The single greatest success of Inception may in fact lie with its logic. Despite the crazy images presented to you in the trailer, the story is rather easy to follow, and very logical. In fact, the story is so straightforward that no matter how abstract Nolan gets, and no matter how many dream layers deeper our characters get, we still know what's going on. Christopher Nolan allegedly spent ten years writing this movie, and it shows. All of those trippy shots from the trailer without normal gravity all make perfect sense once you reach them. Unlike Nolan's previous mind-f**k, Memento, at the end of Inception I understood what I had just seen. And while I encourage multiple viewings to catch more and more things that I'm sure are there, it doesn't necessarily demand them.
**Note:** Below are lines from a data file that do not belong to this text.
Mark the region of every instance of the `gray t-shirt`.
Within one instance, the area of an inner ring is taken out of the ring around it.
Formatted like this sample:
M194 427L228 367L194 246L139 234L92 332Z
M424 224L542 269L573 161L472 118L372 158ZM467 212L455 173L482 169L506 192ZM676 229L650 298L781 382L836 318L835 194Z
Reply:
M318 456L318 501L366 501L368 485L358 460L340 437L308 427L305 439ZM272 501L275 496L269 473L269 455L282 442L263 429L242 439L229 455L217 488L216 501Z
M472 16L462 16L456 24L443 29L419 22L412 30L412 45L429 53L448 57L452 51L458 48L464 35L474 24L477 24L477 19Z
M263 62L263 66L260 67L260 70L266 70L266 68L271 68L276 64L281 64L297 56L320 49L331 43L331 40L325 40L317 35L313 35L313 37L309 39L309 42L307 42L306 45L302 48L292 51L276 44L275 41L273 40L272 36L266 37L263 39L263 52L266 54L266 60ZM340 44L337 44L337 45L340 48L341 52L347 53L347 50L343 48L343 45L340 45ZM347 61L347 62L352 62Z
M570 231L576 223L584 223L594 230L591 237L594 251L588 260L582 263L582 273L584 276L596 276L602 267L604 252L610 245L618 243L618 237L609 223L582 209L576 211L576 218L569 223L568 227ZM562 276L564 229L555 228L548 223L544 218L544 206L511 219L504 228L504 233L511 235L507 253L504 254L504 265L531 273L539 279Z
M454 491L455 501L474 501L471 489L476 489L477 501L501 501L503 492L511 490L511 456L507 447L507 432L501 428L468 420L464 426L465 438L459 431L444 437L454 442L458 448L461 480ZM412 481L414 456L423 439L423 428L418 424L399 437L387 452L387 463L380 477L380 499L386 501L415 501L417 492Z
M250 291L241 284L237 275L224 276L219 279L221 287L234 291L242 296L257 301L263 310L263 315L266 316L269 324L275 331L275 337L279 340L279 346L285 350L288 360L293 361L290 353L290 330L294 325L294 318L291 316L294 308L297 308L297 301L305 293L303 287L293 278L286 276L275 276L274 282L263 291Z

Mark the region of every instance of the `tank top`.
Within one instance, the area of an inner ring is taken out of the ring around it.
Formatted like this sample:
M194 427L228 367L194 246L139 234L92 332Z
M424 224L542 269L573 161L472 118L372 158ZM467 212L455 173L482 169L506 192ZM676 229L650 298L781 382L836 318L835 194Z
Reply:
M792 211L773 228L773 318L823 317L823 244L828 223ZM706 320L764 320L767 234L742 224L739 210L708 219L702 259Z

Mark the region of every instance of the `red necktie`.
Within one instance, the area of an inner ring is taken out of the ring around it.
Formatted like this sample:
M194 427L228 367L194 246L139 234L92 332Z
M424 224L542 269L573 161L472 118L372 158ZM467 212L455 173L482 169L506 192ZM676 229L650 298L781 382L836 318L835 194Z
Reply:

Another tremendous success lies with the combination of the visual effects, editing, cinematography, and Hans Zimmer's score. To say this movie is superbly well-made is an understatement. Zimmer may have written one of the most impressive scores of his career, pounding, exploding, and softly serenading in just the right places. As for the effects, they may be some of the best I've ever seen. This stems from Nolan's love of doing as much on camera as possible. He believes, and I wish the rest of Hollywood would follow in his footsteps, that special effects should always be an afterthought. "It's always very important to me to do as much as possible in-camera, and then, if necessary, computer graphics are very useful to build on or enhance what you have achieved physically" said Nolan in an interview. Hear that, James Cameron?
I'm not sure what else to say about this movie, for this is a review and not an analysis. Perhaps I'll blog about the imagery of Inception, assuming I take enough heroin and am able to fully comprehend all the things Nolan has going on. Whatever happens, I close with the fact that Christopher Nolan has now made 6 incredible - not good, incredible - movies in a row. As far as I'm concerned this puts this relatively young man among the leagues of our all-time greatest directors. Perhaps, like PIXAR, Christopher Nolan will screw up one day. But it doesn't seem to be happening any time soon.